Getting comfortable with things you haven’t done in a while like dealing with a long commute, traffic, in-office distractions, a chatty coworker, or being in close proximity to others may take time, said Dattilo.
“It makes sense that a part of us will feel hesitant to do the things we’ve been told for over two years are ‘unsafe.’ You may have to repeatedly reassure your brain’s threat detection system that it’s ‘safe and ok’ as it learns to respond to a new set of circumstances,” she said.

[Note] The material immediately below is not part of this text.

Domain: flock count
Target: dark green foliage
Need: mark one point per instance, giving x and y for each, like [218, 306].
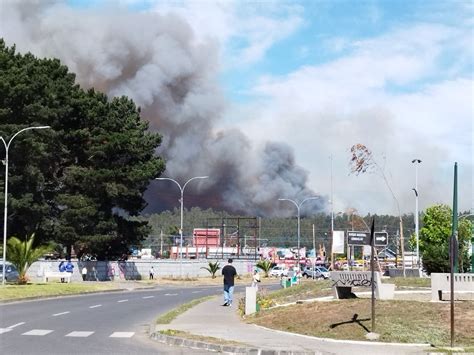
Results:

As you adjust to being back, Torres-Mackie suggested scheduling activities that you enjoy and bring you stress-relief at the beginning and end of your workdays.
“This means you will have an opportunity to receive anticipatory stress in the morning before work and residual stress that you bring home with you after work,” she said.
And take breaks throughout the day, too, added Bowman.
“[Both] to give your mind a rest and to get up and move around. Taking a few minutes can help reduce stress and improve your focus,” she said.
If returning to work is stressful due to unacceptable conduct by coworkers or your employer, Bowman said inform the person crossing the boundaries that their behavior is unacceptable.
“If that person is your manager, then report them to HR. Have a zero-tolerance for workplace misconduct from anyone,” she said.
If you find yourself feeling agitated, impatient, or panicky around your coworkers, Dattilo said the feeling will likely go away over time. Talking to a friend or family member may help.
“[But] if your anxiety persists or worsens, please don’t hesitate to seek support or speak with your doctor,” she said. “Other scientifically-supported self-care practices to help mitigate the effects of anxiety include regular effortful exercise, natural sleep, social connection, gratitude practice, laughter or play, and meditation for relaxation or focus.”
While returning to onsite work may stir up feelings of stress and anxiety, having coping strategies in place can help ease the transition.
“As things heat up with the next COVID variant, the stress of returning to the office is only going to intensify. Start thinking of ways to cope with your anxiety about it as early as possible. If you can get ahead of the feelings, you will be better able to manage them when you’re actually in the anxiety-provoking situation,” said Torres-Mackie.